PostgreSQL UNION
Introduction
When working with databases, you'll often need to combine results from multiple queries into a single result set. PostgreSQL's UNION
operator is a powerful tool that allows you to do exactly that - merge the results of two or more SELECT
statements into one.
The UNION
operator is particularly useful when you need to:
- Combine data from different tables with similar structures
- Create comprehensive reports from fragmented data
- Generate consolidated views of related information
In this tutorial, we'll explore how to use the UNION
operator effectively, understand its syntax, and see practical examples of how it can solve real-world problems.
Basic Syntax
The basic syntax for using the UNION
operator is:
SELECT column1, column2, ... FROM table1
UNION
SELECT column1, column2, ... FROM table2;
For this to work correctly, there are a few important rules:
- Both queries must return the same number of columns
- Corresponding columns must have compatible data types
- The column names from the first query will be used as the column names in the result set
UNION vs. UNION ALL
PostgreSQL offers two variants of the union operation:
UNION
: Combines the results and removes duplicates (distinct values only)UNION ALL
: Combines the results and keeps all rows, including duplicates
Example: UNION vs. UNION ALL
Let's create two simple tables to demonstrate:
CREATE TABLE employees_north (
id SERIAL PRIMARY KEY,
name VARCHAR(100),
department VARCHAR(100)
);
CREATE TABLE employees_south (
id SERIAL PRIMARY KEY,
name VARCHAR(100),
department VARCHAR(100)
);
-- Insert some data
INSERT INTO employees_north (name, department) VALUES
('John Smith', 'Marketing'),
('Mary Johnson', 'Finance'),
('Robert Davis', 'HR');
INSERT INTO employees_south (name, department) VALUES
('Sarah Miller', 'Engineering'),
('James Wilson', 'Sales'),
('Mary Johnson', 'Finance'); -- Duplicate entry
Now, let's see the difference between UNION
and UNION ALL
:
-- UNION (removes duplicates)
SELECT name, department FROM employees_north
UNION
SELECT name, department FROM employees_south;
-- UNION ALL (keeps duplicates)
SELECT name, department FROM employees_north
UNION ALL
SELECT name, department FROM employees_south;
Output with UNION
:
name | department
--------------+------------
John Smith | Marketing
Mary Johnson | Finance
Robert Davis | HR
Sarah Miller | Engineering
James Wilson | Sales
Output with UNION ALL
:
name | department
--------------+------------
John Smith | Marketing
Mary Johnson | Finance
Robert Davis | HR
Sarah Miller | Engineering
James Wilson | Sales
Mary Johnson | Finance
Notice that with UNION
, the duplicate entry for "Mary Johnson" appears only once, while with UNION ALL
, it appears twice.
Sorting Results
When using UNION
, you can sort the combined results using an ORDER BY
clause at the end:
SELECT name, department FROM employees_north
UNION
SELECT name, department FROM employees_south
ORDER BY name;
Output:
name | department
--------------+------------
James Wilson | Sales
John Smith | Marketing
Mary Johnson | Finance
Robert Davis | HR
Sarah Miller | Engineering
Working with Different Column Names
What if your tables have different column names but compatible data types? You can still use UNION
, but the column names from the first query will be used in the result set:
SELECT name, department AS division FROM employees_north
UNION
SELECT employee_name, dept FROM employees_other;
In this case, the result set would use "name" and "division" as column names.
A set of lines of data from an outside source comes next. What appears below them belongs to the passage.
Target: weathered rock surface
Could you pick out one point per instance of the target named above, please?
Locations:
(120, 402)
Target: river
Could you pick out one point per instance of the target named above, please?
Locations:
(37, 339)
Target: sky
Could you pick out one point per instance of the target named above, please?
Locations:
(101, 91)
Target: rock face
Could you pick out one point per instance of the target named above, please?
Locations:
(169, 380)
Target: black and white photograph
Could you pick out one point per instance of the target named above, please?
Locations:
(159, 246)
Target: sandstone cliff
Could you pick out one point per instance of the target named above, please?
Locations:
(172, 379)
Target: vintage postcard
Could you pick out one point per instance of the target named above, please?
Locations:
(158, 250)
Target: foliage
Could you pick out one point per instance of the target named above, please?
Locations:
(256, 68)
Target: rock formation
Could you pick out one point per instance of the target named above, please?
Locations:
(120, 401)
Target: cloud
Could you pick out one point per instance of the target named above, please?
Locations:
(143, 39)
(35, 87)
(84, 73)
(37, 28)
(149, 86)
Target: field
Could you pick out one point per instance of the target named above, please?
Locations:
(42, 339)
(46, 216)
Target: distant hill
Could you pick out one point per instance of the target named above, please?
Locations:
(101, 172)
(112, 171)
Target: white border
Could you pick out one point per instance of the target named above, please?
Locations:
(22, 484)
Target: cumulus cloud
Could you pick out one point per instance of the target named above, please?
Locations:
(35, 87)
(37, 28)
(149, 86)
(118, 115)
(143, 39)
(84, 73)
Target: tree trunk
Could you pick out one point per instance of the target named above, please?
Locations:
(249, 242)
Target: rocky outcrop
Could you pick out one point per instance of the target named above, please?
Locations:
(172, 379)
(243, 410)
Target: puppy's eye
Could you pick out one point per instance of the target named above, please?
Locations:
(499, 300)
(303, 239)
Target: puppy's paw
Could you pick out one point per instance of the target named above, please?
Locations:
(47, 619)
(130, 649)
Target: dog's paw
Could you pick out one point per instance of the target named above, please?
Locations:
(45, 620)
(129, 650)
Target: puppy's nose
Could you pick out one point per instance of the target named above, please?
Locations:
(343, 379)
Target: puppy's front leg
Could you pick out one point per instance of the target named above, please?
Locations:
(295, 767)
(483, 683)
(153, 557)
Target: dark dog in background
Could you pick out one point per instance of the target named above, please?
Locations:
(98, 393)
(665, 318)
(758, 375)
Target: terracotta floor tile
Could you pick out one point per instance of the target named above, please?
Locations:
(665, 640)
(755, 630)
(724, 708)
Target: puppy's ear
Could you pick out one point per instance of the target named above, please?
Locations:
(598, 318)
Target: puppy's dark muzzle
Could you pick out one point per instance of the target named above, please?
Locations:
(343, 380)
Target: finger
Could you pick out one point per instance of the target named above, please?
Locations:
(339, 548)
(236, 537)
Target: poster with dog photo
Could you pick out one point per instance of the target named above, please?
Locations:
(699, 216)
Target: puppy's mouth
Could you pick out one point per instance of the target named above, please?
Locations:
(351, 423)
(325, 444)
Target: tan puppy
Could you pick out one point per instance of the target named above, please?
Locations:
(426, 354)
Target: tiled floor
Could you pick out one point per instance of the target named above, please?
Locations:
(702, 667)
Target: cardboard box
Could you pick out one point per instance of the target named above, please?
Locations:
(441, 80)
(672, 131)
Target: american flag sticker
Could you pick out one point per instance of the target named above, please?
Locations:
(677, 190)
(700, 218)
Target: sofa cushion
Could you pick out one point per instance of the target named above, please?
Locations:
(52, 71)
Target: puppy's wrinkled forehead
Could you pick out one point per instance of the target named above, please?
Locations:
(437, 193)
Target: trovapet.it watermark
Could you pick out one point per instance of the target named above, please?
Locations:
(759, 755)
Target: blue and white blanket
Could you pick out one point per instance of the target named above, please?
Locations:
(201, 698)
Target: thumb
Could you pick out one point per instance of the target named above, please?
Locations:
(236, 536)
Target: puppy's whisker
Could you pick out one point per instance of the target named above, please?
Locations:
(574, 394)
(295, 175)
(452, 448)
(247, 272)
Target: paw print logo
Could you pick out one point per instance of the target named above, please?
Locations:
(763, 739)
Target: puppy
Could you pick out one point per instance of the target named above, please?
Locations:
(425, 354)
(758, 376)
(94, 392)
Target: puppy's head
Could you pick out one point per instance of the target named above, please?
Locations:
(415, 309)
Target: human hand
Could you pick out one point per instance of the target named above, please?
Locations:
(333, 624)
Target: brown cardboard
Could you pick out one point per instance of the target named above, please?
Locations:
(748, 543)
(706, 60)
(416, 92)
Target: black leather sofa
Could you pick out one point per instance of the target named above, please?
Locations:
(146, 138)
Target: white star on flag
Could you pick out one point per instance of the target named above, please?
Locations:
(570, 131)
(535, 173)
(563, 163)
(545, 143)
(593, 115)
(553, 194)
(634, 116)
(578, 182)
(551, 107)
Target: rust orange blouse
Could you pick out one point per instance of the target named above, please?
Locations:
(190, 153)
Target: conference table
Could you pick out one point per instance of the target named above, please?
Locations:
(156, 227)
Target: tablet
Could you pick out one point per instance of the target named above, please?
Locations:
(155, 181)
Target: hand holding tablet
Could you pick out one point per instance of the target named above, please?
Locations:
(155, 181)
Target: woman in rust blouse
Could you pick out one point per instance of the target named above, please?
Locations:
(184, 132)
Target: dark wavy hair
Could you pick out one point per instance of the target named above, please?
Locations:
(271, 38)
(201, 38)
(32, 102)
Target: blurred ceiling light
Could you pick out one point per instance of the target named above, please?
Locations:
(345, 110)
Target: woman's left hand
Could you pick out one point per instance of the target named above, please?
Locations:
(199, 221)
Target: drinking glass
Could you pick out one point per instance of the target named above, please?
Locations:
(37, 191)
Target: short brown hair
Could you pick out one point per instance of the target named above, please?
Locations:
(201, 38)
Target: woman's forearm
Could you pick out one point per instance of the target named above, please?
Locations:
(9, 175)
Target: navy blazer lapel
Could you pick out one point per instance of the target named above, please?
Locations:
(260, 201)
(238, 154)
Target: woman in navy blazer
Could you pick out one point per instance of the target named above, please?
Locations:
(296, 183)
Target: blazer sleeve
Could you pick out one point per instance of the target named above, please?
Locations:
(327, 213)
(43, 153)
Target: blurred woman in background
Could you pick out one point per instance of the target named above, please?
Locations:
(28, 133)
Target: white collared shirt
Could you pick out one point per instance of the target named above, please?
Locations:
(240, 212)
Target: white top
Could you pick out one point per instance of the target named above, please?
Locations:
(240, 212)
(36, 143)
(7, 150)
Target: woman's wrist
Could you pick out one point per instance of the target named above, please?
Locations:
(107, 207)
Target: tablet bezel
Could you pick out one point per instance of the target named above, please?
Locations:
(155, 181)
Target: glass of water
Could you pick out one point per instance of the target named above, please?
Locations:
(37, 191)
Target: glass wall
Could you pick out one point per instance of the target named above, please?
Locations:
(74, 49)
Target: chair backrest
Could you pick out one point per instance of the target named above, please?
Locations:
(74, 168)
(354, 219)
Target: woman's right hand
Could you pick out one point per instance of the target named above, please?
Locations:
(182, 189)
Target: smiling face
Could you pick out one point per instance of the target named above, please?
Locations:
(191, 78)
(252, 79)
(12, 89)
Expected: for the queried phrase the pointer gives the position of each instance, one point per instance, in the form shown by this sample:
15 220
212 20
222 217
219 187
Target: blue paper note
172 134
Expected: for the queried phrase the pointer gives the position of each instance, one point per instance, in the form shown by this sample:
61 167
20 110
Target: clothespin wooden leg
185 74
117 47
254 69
Using UNION with Different Tables
A common real-world use case is combining data from different tables with similar structures. Let's look at an example where we have sales data split across multiple tables by year:
CREATE TABLE sales_2022 (
id SERIAL PRIMARY KEY,
product_id INT,
sale_date DATE,
amount DECIMAL(10, 2)
);
CREATE TABLE sales_2023 (
id SERIAL PRIMARY KEY,
product_id INT,
sale_date DATE,
amount DECIMAL(10, 2)
);
-- Insert sample data
INSERT INTO sales_2022 (product_id, sale_date, amount) VALUES
(101, '2022-03-15', 499.99),
(102, '2022-06-22', 299.50),
(103, '2022-11-05', 1299.99);
INSERT INTO sales_2023 (product_id, sale_date, amount) VALUES
(101, '2023-01-10', 449.99),
(104, '2023-04-30', 799.99),
(105, '2023-09-12', 599.99);
Now, let's say we want to generate a report of all sales across both years:
SELECT product_id, sale_date, amount, '2022' AS year
FROM sales_2022
UNION ALL
SELECT product_id, sale_date, amount, '2023' AS year
FROM sales_2023
ORDER BY sale_date;
Output:
product_id | sale_date | amount | year
-----------+------------+---------+------
101 | 2022-03-15 | 499.99 | 2022
102 | 2022-06-22 | 299.50 | 2022
103 | 2022-11-05 | 1299.99 | 2022
101 | 2023-01-10 | 449.99 | 2023
104 | 2023-04-30 | 799.99 | 2023
105 | 2023-09-12 | 599.99 | 2023
This approach allows you to easily create comprehensive reports that span multiple time periods without having to modify your database structure.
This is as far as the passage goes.